La D’Urso ha rivelato di aver aspettato a fare causa a Mediaset, perché sperava di poter trovare un accordo ragionevole, cosa che non è avvenuta. Inoltre la conduttrice parla di ben tre volte in cui sarebbe stata vicina a condurre una trasmissione in Rai, poi sarebbe improvvisamente svanito tutto:

Ho sperato fino a poco tempo fa che le cose cambiassero anche perché, per più di una volta ed esattamente tre, stavo per condurre una trasmissione in prime time in Rai: ci sono state numerose riunioni con i vertici dell’azienda e il responsabile dell’intrattenimento di una grossa casa di produzione, anche durante Ballando con le stelle, quindi fino a pochi mesi fa.
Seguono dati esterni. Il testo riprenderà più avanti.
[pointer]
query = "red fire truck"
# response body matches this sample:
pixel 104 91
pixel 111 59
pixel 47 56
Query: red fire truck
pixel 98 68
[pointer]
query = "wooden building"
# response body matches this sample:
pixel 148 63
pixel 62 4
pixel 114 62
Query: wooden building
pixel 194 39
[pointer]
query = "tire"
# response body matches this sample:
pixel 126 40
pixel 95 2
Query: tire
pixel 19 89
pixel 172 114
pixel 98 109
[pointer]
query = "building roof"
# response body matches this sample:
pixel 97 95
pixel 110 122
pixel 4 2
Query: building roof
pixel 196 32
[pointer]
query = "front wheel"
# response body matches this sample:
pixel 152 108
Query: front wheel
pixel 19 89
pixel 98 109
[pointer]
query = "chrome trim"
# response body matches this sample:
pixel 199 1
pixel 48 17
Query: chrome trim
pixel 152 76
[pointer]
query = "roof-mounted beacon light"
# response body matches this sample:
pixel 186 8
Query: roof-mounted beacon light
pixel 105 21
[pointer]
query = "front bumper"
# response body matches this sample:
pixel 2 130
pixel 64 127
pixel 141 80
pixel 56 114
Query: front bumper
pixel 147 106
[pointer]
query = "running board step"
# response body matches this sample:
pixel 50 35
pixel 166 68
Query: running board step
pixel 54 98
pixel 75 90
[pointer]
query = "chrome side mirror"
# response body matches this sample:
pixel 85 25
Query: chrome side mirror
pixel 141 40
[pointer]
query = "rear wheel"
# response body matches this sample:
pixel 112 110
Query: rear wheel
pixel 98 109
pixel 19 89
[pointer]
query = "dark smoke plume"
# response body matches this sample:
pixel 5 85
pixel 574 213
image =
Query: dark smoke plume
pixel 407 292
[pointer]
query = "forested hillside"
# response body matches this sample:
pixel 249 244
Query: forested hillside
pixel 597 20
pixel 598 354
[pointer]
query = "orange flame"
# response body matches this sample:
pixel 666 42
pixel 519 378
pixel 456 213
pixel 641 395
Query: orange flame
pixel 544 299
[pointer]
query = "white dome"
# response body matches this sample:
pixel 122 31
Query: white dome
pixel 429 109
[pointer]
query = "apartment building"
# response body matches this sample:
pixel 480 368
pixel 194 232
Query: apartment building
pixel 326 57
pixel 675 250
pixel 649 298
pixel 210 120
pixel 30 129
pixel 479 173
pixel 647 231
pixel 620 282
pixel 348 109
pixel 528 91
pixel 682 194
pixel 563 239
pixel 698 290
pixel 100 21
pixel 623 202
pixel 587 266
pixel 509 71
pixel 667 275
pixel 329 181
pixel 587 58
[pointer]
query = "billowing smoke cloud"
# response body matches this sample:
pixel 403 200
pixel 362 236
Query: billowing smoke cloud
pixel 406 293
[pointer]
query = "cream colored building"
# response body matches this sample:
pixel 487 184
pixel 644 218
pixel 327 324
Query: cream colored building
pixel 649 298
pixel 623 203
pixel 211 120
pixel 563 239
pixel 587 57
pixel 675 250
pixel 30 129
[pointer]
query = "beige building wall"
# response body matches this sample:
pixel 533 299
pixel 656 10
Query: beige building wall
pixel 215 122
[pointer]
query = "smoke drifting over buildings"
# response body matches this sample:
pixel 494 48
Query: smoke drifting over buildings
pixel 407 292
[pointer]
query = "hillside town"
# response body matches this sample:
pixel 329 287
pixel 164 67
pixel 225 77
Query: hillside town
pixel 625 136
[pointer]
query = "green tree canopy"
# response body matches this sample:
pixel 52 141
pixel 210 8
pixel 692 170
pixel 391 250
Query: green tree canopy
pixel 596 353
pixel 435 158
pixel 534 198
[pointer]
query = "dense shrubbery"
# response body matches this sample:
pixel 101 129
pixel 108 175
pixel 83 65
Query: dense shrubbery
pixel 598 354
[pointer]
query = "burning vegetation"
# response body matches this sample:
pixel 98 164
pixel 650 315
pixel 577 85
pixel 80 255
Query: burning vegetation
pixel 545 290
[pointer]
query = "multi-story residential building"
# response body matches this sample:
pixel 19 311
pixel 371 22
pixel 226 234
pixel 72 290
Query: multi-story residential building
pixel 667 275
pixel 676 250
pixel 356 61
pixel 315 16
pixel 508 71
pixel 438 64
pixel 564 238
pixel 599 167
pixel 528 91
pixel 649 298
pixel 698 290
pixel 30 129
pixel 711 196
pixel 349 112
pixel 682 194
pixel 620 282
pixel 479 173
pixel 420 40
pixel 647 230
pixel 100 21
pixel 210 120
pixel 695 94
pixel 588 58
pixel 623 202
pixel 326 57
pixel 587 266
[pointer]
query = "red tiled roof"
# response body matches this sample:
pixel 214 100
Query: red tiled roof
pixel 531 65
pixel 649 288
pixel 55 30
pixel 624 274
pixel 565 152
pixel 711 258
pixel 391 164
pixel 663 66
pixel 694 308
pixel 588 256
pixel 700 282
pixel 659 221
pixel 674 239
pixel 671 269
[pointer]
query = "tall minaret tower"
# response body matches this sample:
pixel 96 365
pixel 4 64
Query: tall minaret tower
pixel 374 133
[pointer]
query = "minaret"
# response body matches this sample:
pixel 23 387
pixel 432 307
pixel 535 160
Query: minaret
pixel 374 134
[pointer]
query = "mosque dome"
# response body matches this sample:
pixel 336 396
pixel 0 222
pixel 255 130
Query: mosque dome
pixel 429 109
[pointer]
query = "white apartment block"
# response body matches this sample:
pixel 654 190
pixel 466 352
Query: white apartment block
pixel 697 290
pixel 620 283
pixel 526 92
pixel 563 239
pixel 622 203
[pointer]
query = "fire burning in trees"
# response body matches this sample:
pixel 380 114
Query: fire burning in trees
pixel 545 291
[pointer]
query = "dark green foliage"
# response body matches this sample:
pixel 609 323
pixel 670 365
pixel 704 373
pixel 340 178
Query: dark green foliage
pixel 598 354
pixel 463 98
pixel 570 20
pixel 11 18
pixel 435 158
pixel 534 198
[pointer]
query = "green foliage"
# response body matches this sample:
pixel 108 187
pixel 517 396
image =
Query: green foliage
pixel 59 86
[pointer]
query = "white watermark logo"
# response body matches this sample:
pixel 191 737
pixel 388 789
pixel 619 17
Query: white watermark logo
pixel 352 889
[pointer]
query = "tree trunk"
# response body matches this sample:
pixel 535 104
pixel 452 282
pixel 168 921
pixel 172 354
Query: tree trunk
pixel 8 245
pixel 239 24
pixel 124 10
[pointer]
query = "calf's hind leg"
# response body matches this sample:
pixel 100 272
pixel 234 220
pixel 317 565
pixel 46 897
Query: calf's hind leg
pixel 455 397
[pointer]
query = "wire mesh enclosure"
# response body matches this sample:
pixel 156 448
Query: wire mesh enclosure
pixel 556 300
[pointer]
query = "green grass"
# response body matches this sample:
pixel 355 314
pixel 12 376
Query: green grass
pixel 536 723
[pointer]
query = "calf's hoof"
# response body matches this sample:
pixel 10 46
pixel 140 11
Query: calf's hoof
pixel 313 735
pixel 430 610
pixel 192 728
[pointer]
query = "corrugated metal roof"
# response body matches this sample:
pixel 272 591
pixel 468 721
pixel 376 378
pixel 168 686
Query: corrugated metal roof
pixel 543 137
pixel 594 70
In questi tre anni mi erano stati prospettati due progetti editorialmente in linea con l’azienda, sui quali abbiamo lavorato tanto, e improvvisamente sparivano tutti.

Chi è stato a tagliarmi fuori? Le rispondo per esclusione: il pubblico no, gli inserzionisti della pubblicità dei miei programmi assolutamente no… Forse qualche vendetta personale nell’ambiente? E per cosa poi? (…)

Se ti dichiari disponibile ad un accordo serio e di sostanza, ti aspetti che l’altra parte faccia altrettanto. E, guardi, non si è parlato di risarcimenti monetari. Per me è importante tornare a fare il mio lavoro, che mi è stato strappato via senza poter nemmeno salutare il mio pubblico. Mi è stata fatta un’offerta talmente umiliante, che mi vergogno anche a raccontarla

Negli atti del processo si fanno i nomi di due altre famose conduttrici Mediaset, Maria De Filippi e Silvia Toffanin, moglie di Pier Silvio Berlusconi.

Negli atti di una causa vengono raccontati i fatti. Quelli di cui parliamo sono fatti che ho vissuto io in prima persona, e che molti altri, tra produttori, autori e ospiti dei miei programmi, hanno vissuto con me: li confermeranno quando saranno sentiti in Tribunale come testimoni. Con il mio legale, l’Avvocato Federico Lucarelli, abbiamo lavorato per mesi alla preparazione di tutto il materiale necessario: documenti, chat, audio e molto altro, che ricostruiscono con precisione quanto accaduto

In base alle indiscrezioni delle scorse settimane, pare che l’accusa mossa a De Filippi e Toffanin sia quella in base alla quale le liste di tutti gli ospiti delle trasmissioni della D’Urso dovevano preventivamente essere approvate dalle produzioni di De Filippi e Toffanin.

La Fascino, azienda di Maria De Filippi, era poi intervenuta a chiarire la propria posizione precisando che non ci sono “mai state liste, non c’era nessun passaggio intermedio tra noi e i programmi di Barbara D’Urso“.

Adesso la questione passa nelle mani dei giudici che accerteranno i fatti e valuteranno le relative responsabilità.